Synthesis, spectroscopic, thermal properties, in vitro release, and stability studies of ibuprofen-loaded microspheres cross-linked with hexachlorocyclotriphosphazene/octachlorocyclotetraphosphazene

YURTDAŞ KIRIMLIOĞLU G., Suzen-Demircioglu Y., BERKMAN M. S., Metinoglu-orum S., Altun E.

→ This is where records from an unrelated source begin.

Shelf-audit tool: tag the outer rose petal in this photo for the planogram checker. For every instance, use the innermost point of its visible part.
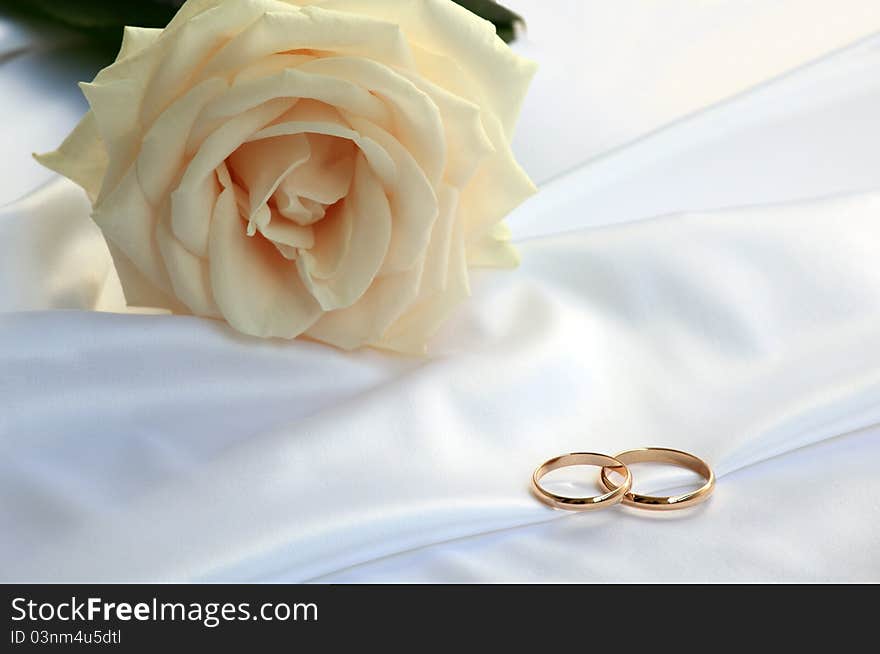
(448, 29)
(420, 93)
(361, 229)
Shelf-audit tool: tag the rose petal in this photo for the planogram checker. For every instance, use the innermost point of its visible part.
(127, 219)
(292, 84)
(258, 291)
(326, 177)
(447, 29)
(190, 275)
(417, 122)
(316, 29)
(81, 157)
(414, 205)
(317, 118)
(135, 39)
(164, 143)
(262, 165)
(350, 244)
(190, 202)
(366, 321)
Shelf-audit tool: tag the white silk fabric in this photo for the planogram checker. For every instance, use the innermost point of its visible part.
(713, 286)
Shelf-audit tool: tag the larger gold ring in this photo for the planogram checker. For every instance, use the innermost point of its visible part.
(671, 457)
(610, 498)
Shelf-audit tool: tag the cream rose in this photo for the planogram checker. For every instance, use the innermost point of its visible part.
(327, 168)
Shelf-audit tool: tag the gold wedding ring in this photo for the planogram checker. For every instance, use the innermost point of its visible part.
(612, 497)
(660, 455)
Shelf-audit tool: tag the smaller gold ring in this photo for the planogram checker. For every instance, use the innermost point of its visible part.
(671, 457)
(610, 498)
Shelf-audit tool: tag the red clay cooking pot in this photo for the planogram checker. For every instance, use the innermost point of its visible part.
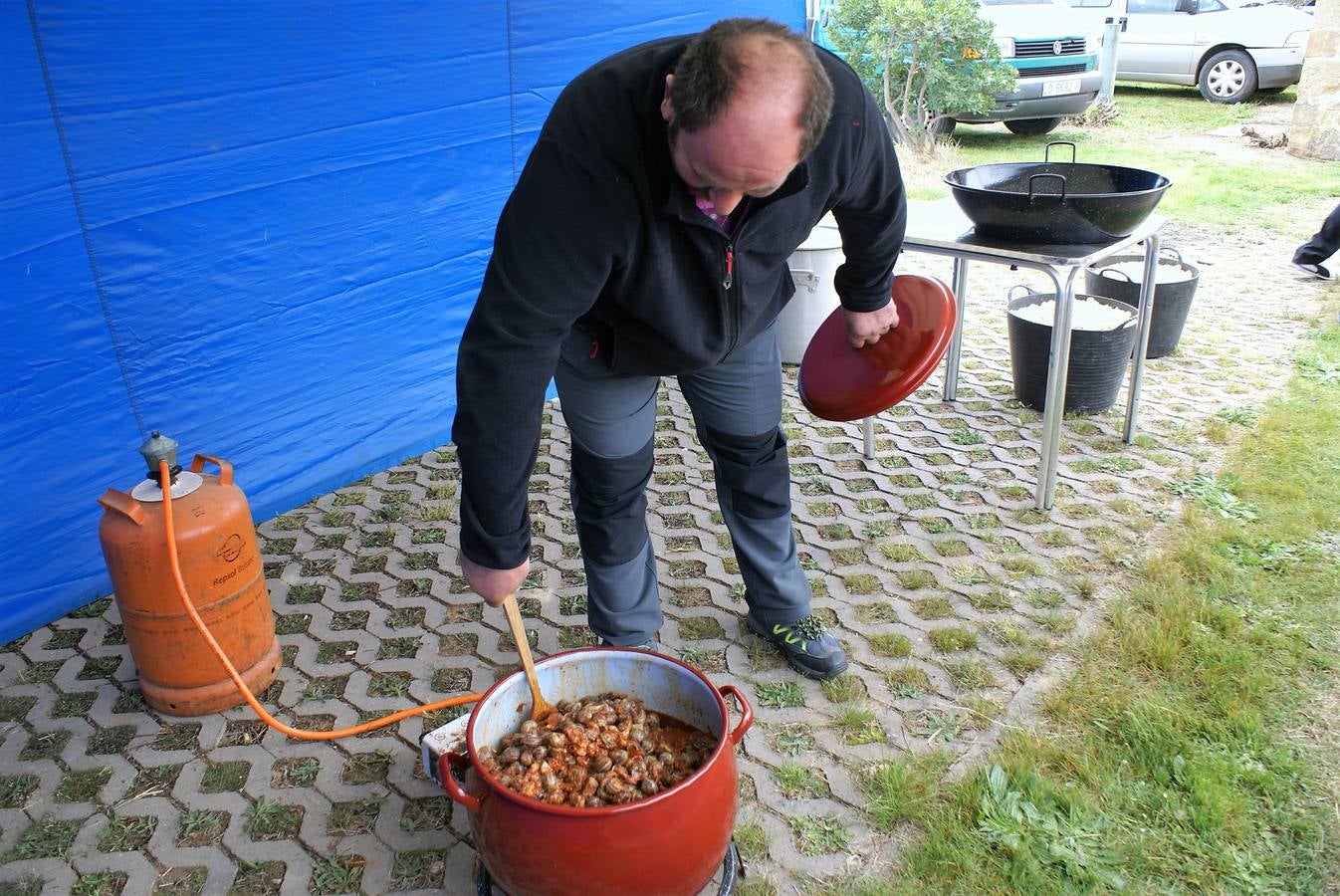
(672, 842)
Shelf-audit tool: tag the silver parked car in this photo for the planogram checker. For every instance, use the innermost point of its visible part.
(1230, 49)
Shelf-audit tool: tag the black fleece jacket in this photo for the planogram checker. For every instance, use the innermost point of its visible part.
(600, 233)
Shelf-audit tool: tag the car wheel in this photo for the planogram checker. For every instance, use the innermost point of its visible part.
(1228, 77)
(1032, 126)
(944, 127)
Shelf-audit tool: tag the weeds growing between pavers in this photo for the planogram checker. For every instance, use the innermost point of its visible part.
(1174, 759)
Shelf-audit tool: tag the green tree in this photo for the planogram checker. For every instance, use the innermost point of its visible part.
(925, 59)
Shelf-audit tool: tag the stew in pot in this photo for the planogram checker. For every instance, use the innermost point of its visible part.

POLYMER BULLETIN, vol.78, no.11, pp.6221-6250, 2021 (SCI-Expanded) identifier identifier

  • Publication Type: Article / Article
  • Volume: 78 Issue: 11
  • Publication Date: 2021
  • Doi Number: 10.1007/s00289-020-03422-x
  • Journal Name: POLYMER BULLETIN
  • Journal Indexes: Science Citation Index Expanded (SCI-EXPANDED), Scopus, Academic Search Premier, PASCAL, Chemical Abstracts Core, Chimica, Compendex, INSPEC
  • Page Numbers: pp.6221-6250
  • Keywords: Ibuprofen, Polyphosphazene, Microspheres, Release kinetics, Hexachlorocyclotriphosphazene, Octachlorocyclotetraphosphazene, DRUG-DELIVERY-SYSTEMS, HALLOYSITE NANOTUBES, PLGA NANOPARTICLES, VIVO EVALUATION, POLY(ORGANOPHOSPHAZENES), PHOSPHAZENE, SURFACE, POLYPHOSPHAZENES, HYDROCHLORIDE, FORMULATION
  • Anadolu University Affiliated: Yes


Ibuprofen (IBU) is a non-steroidal anti-inflammatory drug (NSAID) with anti-inflammatory, analgesic, and antipyretic properties used to treat rheumatoid arthritis, osteoarthritis, and mild to moderate pain. However, it has extremely low aqueous solubility, rapid biotransformation with a half-life of nearly 2 h and poor tissue absorption resulting in poor bioavailability. One of the most important strategies for avoiding NSAID-related toxicity is modified release polymeric systems. Cross-linked polyphosphazene microspheres are attractive systems in drug delivery, as they are biocompatible and biodegradable. In the current work, novel cross-linked inorganic hybrid polyphosphazene microspheres were synthesized by self-assembly precipitation polymerization between hexachlorocyclotriphosphazene (trimer)/octachlorocyclotetraphosphazene (tetramer) as a cross-linker and 4,7-dihydroxyisoflavone (4.7 DHF) as a monomer. The structure of synthesized microspheres was identified several techniques in detail. IBU was successfully incorporated into the trimeric and tetrameric polyphosphazene microspheres. Particle size, zeta potential, drug loading, morphology, thermal, FT-IR, and XRD analyses, and IBU quantification using UPLC method were carried out to evaluate the microspheres. Considering the higher drug loading values and smaller particle size, trimer-based microspheres (4.7 DHF-TRI-IBU) were selected for further studies. In vitro release studies from 4.7 DHF-TRI-IBU demonstrated modified release pattern which followed zero-order kinetic model. Characteristics of 4.7 DHF-TRI-IBU were found to remain stable at 4 degrees C +/- 1 degrees C, 25 degrees C +/- 1 degrees C and 40 degrees C +/- 1 degrees C during the storage period of 3 months. In vitro characterization analyses showed that spherical, micron-sized 4.7 DHF-TRI-IBU microspheres with prolonged release pattern has the potential of enhancing analgesic and anti-inflammatory activity.